It often seems like teenagers are powered mainly by social media, so it only makes sense that a group of high school students would build a car that really was. This 1967 Volkswagen Karmann Ghia, converted to an electric car by at-risk students from five Kansas City high schools, will turn Twitter mentions and Facebook likes into wattage to complete a 1,000-mile trip to Washington, D.C.
The students are attending a run by nonprofit Minddrive, which admits 30 students per year who are “slipping through the cracks of the ‘traditional’ educational system.” The students work with engineers and mentors to convert old vehicles to run on electricity.

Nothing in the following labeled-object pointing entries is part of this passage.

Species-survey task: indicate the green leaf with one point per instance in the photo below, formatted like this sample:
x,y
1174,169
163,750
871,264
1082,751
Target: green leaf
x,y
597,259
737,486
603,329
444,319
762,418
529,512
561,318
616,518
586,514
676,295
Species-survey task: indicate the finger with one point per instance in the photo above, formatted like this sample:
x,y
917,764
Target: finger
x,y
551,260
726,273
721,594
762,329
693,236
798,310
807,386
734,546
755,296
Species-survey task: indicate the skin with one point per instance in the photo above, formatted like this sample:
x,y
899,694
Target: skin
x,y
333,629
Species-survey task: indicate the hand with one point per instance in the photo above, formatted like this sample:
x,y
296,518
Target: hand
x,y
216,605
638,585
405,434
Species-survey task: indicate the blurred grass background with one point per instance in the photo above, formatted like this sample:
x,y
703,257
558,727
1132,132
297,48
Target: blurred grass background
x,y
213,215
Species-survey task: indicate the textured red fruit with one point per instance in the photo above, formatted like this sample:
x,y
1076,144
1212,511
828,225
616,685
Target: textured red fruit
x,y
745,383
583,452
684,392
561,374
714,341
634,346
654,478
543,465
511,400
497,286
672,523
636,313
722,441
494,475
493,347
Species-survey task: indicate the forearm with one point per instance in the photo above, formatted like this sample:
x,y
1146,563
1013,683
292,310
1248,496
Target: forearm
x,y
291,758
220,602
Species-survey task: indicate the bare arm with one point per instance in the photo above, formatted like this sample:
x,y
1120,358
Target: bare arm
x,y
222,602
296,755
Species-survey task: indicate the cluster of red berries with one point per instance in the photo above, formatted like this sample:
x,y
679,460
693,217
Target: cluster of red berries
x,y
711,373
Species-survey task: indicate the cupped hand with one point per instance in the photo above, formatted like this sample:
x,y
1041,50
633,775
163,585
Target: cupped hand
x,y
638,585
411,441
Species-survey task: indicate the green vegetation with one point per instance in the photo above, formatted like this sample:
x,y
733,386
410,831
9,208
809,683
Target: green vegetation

The tweets-to-watts thing is a gimmick, not a feasible technology — we are at no point going to be driving around in vehicles that run on Klout. Here’s how it works, according to the Chicago Tribune:
This educational trip is all about connecting: students connect what they learned in the lab to what they see in the real world, and they must connect with other students and people along the way or they don’t move on to the capital. The “social fuel” needed to complete the trip has been assessed at 71,040 watts. An Arduino computer connects the drive train to the cloud and registers in live time the wattage of a Twitter follow, for instance, with a value of 5 watts. A Facebook like is worth only 1 watt.
It makes a kind of sense, though — social media requires electricity, electric cars require electricity, and changing the way we use transportation requires cooperation and communication. We’re willing to buy it. Or at least, we’re willing to tweet at these kids so they don’t get stranded somewhere in Kentucky.